Carol ★★★★½

NOTE: This excerpt is the introductory section of an essay I wrote for Cineccentric, entitled "The Role of Nostalgia in the Films of Todd Haynes". Here is a link to entire piece, one which I spent a good amount of time writing and am reasonably proud of having written. In advance, thank you to anyone who opts to follow the link and spend part of their life reading the essay. It is appreciated more than you know.

Todd Haynes is a director who wears his cinematic influences on his sleeves. From his very first full-length film, Poison (1991), to his latest work, Wonderstruck (2017), his films are often defined by the era in which they take place and how they mimic the cinematic language of that era. For Haynes, implementing these styles is done for many reasons, as is the case for any director who attempts to make a nostalgic film. Not only is it a chance for Haynes to employ the style of films he loves, but it is also a chance for him to critique the representation of social issues of the time through the lens of a film from that period or provide him with an opportunity to deliver representation to a group underrepresented in cinema of the time.

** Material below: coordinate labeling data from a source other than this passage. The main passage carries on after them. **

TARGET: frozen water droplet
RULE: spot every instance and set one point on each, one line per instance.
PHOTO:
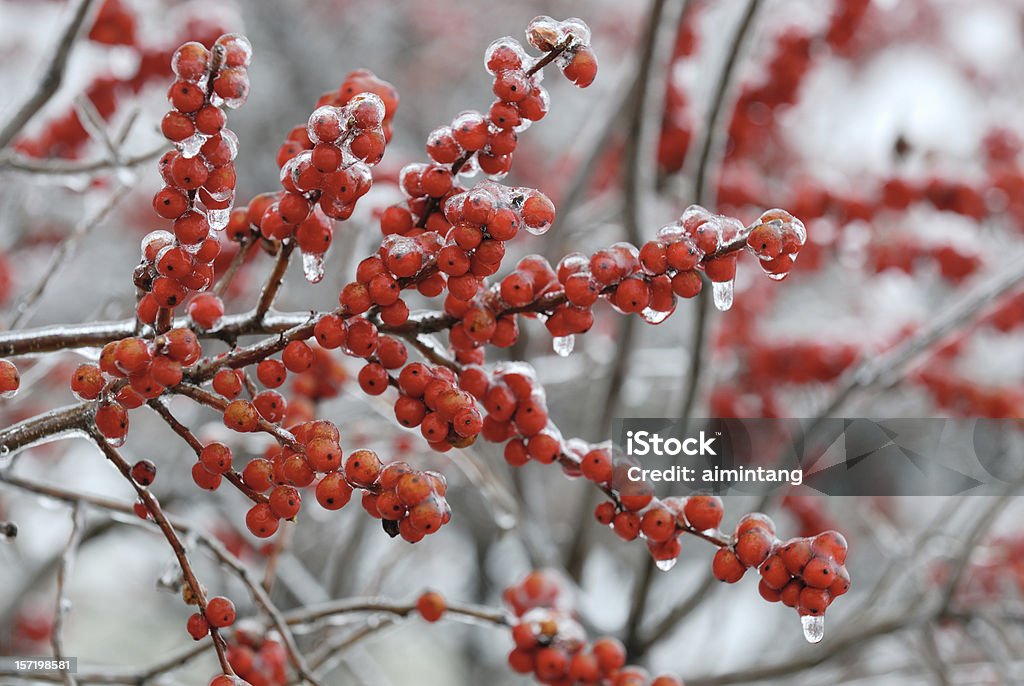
(48, 503)
(814, 628)
(563, 345)
(723, 294)
(651, 315)
(218, 218)
(127, 176)
(312, 266)
(189, 146)
(666, 565)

At the center of his reliance upon this nostalgia filmmaking, however, is his film Wonderstruck. Serving as the one of the chief examples of Haynes’ repeated attempts to mimic the style of classic films, the film further serves as a representation of what Haynes seeks to do in his work. For him, his filmography serves as a museum, full of exhibits of past styles and ideas that he has carefully curated to tell a new story. Rather than merely represent history as seen by the world at the times his films take place, Haynes takes nostalgia, peels back its glossy exterior, and uses his own worldview and ideals as a means of providing audiences with the dark truth.